Magendie's abrupt style was to serve him ill throughout his career. Often seen as vain, rude, and contemptuous among his fellows, his personality often hindered his advancement and sometimes cost him positions. For example, all his surgical skill later displayed during his brief time at the Faculty of Medicine of Paris could not override the conflicts with the professors of anatomy (Francois Chaussier) and surgery (Guillaume Dupuytren) that caused him to resign his post as anatomy demonstrator after only two years. For all the hostility he engendered, however, Magendie's innovative work and electrifying insights could not be denied by even his harshest detractors.
Quotes from others about the person
"The new Émile, absolutely given over to himself, went about as he pleased in a liberty that very closely resembled abandonment." - Pierre Flourens.
"Mr. Magendie is not one of those men concerning whom one can give a sufficient idea simply by enumerating their works or by pointing out the discoveries with which they have enriched science." - Claude Bernard.

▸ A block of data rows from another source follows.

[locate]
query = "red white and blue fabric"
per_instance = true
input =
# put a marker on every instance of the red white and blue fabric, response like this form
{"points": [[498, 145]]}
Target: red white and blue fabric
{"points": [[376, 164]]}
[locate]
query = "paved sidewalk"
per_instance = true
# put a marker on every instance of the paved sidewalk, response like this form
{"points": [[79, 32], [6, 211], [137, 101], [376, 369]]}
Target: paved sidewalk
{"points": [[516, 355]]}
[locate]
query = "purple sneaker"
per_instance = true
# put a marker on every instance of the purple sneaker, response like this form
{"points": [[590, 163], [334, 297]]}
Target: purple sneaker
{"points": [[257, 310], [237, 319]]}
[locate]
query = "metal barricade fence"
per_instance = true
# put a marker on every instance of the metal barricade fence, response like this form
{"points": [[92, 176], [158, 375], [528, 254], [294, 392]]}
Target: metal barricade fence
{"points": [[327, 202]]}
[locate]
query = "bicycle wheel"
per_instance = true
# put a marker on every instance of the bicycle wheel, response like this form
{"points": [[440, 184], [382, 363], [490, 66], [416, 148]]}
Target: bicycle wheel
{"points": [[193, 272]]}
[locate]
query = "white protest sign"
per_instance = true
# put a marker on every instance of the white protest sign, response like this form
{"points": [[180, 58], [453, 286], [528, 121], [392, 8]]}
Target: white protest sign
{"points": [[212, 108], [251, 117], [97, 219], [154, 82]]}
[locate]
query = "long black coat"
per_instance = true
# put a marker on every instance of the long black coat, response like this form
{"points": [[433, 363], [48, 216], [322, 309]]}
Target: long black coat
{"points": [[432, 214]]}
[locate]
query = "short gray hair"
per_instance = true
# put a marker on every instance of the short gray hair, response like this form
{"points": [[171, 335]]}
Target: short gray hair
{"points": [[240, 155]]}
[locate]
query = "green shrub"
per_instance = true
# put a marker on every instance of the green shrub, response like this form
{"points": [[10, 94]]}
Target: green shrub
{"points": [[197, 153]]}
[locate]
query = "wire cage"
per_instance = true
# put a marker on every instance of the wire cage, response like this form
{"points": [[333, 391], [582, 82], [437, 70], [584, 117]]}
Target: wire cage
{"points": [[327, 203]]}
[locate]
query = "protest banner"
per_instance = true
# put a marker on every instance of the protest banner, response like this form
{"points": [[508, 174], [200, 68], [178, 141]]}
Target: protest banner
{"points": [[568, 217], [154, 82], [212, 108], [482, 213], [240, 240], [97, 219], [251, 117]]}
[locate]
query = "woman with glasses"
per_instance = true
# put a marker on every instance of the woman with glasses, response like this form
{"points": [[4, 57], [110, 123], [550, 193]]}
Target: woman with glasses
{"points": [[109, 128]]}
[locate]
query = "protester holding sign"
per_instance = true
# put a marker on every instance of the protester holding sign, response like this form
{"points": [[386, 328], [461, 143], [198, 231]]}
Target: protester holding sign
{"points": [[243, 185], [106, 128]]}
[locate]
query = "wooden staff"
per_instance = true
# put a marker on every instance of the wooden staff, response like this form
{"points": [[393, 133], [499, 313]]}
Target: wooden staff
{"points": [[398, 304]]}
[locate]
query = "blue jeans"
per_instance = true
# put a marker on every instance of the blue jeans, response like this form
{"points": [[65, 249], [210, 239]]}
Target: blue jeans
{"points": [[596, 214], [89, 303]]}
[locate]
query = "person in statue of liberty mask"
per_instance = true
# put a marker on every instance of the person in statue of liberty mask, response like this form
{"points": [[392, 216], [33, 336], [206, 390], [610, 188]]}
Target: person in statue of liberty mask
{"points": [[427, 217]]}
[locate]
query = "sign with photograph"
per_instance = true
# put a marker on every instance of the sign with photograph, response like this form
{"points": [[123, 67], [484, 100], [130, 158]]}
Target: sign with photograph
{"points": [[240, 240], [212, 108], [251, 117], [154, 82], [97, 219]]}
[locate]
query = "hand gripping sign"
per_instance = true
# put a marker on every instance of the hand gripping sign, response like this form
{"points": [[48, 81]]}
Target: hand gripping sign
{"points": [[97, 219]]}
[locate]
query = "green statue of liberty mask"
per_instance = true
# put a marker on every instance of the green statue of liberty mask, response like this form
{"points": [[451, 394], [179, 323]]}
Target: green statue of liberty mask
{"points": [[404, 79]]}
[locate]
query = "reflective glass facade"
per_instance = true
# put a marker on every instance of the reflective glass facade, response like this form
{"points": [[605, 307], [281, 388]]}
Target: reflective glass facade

"Magendie joined example to precept. He undertook private courses of experimental physiology based on vivisections. He attracted numerous students, among whom were a great many foreigners. It was from this center that the young physiologists carried the seeds of the new experimental physiology into the neighboring schools, where it then developed with such prodigious rapidity." - Claude Bernard.
"A distinguished intellect, but skeptical and contemptuous, who believed only in the scalpel” and who claimed that the best medical system was to have none at all and to stick to the facts." - Honoré de Balzac.
Connections
François Magendie married the wealthy widow Henriette Bastienne de Puisaye in 1830 and acquired an estate in Sannois, Seine‐et‐Oise.